Milone aurait perdu la confiance du pape…
Mais Becciu qui avait organisé la chute de Milone avec Giani ? Pas de problème : le tribunal considère que Becciu n’a pas, dans ce cas, agi dans son rôle officiel. Il était bien, autant qu’on sache, substitut de la Secrétairerie d’État, c’est-à-dire en charge des affaires administratives et financières, et il aurait agi pour éviter que l’audit mette au jour des affaires désagréables, dont l’affaire de Londres. Mais il n’agissait pas dans son rôle officiel… D’ailleurs, Becciu a fait savoir que c’était le pape lui-même qui avait voulu l’exclusion de Milone, car « il avait perdu sa confiance ». C’est donc le pape qu’il faudrait juger, mais voilà : le tribunal du Vatican n’a pas le droit de juger le pape. Fermez le ban !
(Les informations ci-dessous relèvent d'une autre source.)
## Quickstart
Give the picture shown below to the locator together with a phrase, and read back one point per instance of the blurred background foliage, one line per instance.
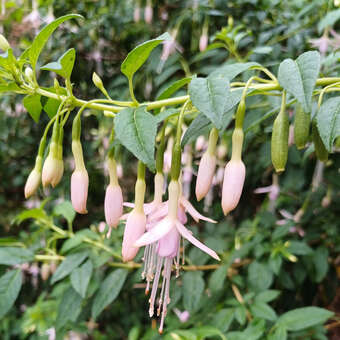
(285, 240)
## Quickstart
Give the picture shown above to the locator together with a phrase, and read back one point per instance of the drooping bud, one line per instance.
(134, 229)
(301, 127)
(148, 13)
(113, 203)
(34, 178)
(320, 150)
(234, 174)
(79, 180)
(207, 166)
(4, 45)
(203, 42)
(50, 168)
(279, 143)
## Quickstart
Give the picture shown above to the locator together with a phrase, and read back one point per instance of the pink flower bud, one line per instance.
(148, 13)
(50, 170)
(113, 205)
(32, 183)
(79, 189)
(134, 229)
(203, 42)
(205, 175)
(59, 173)
(136, 14)
(234, 175)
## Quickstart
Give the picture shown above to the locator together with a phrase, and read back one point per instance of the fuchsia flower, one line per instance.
(164, 239)
(79, 190)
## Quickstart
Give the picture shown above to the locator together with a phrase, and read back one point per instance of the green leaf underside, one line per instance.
(298, 77)
(13, 255)
(108, 291)
(141, 128)
(68, 265)
(64, 65)
(41, 39)
(193, 287)
(137, 57)
(33, 105)
(209, 97)
(69, 307)
(301, 318)
(10, 285)
(80, 278)
(328, 122)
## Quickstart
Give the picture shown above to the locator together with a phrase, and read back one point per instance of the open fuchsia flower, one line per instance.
(165, 239)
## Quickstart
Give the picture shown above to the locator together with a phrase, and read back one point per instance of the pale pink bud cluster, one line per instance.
(148, 14)
(79, 190)
(203, 42)
(234, 175)
(205, 175)
(134, 229)
(113, 205)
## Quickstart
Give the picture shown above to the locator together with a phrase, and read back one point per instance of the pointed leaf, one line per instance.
(13, 255)
(328, 121)
(137, 57)
(209, 97)
(136, 129)
(69, 307)
(81, 276)
(298, 77)
(68, 265)
(41, 39)
(64, 65)
(108, 291)
(10, 285)
(33, 105)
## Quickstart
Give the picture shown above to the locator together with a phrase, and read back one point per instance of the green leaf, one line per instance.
(81, 276)
(329, 20)
(260, 276)
(137, 57)
(33, 105)
(267, 295)
(321, 263)
(108, 291)
(209, 97)
(298, 77)
(223, 319)
(136, 129)
(69, 307)
(13, 255)
(263, 311)
(66, 210)
(10, 285)
(41, 39)
(279, 334)
(174, 87)
(199, 126)
(64, 65)
(299, 248)
(193, 287)
(230, 71)
(68, 265)
(328, 121)
(301, 318)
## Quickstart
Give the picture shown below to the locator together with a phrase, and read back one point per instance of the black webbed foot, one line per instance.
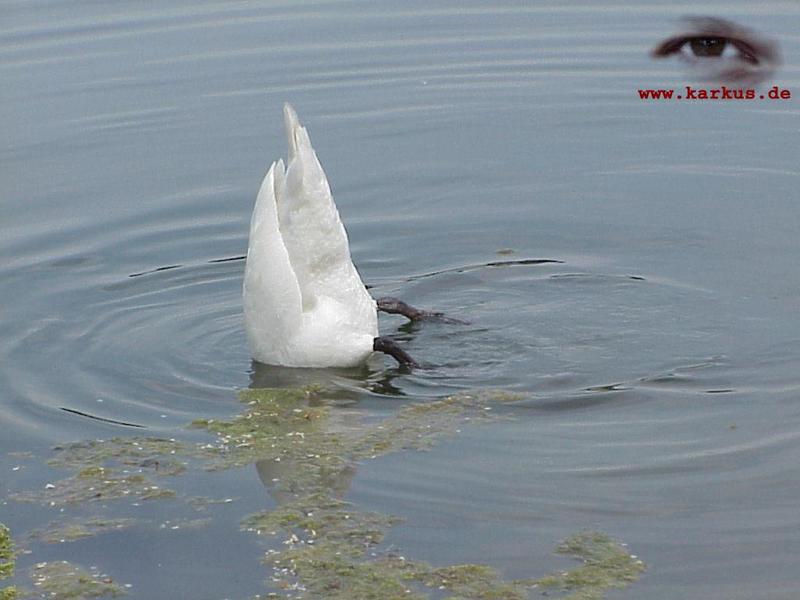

Libero Milone a fait savoir qu’il entendait faire appel [6]. Il dit avoir été « expulsé pour avoir mis en place les procédures de vérification internationales applicables, telles que définies dans le texte qui a créé le Bureau du vérificateur général ». Il confirme et précise avoir demandé des documents détaillés qui auraient révélé le scandale de l’immeuble de Sloane Avenue (immeuble de Londres), relevé un financement douteux d’une extension et d’une rénovation de l’appartement du chef de la gendarmerie (Giani), que l’audit externe que Becciu avait brusquement arrêté, et qui aurait pu aider à découvrir un réseau de corruption et de mauvaise gestion financière aux plus hauts niveaux de la Curie. Il pourrait aussi, pour mieux s’expliquer, se sentir délié de son obligation de confidentialité. On pense que le procès de Libero Milone en appel pourrait se tenir en parallèle avec celui du procès Becciu.
Notes :
[1] Nommé en février 2014, le cardinal Pell exercera la fonction jusqu’en juillet 2017. Il devra alors retourner en Australie pour répondre devant un tribunal de couverture d’abus sexuels sur mineurs. D’abord condamné, il sera finalement acquitté (pour insuffisance de preuves) et libéré en mars 2020. Il rentrera au Vatican, mais n’y exercera plus de fonctions. Il est décédé en janvier 2023.[2] Pullella, Philip (2017-09-24). « Auditor says he was forced to quit Vatican after findin irregularities ». Reuter
[3] Golias Hebdo n° 803 (8 au 14 février 2024) [
[4] https://www.acistampa.com/story/24278
[5] Pour Panicco, ses ayants droit avaient poursuivi la procédure.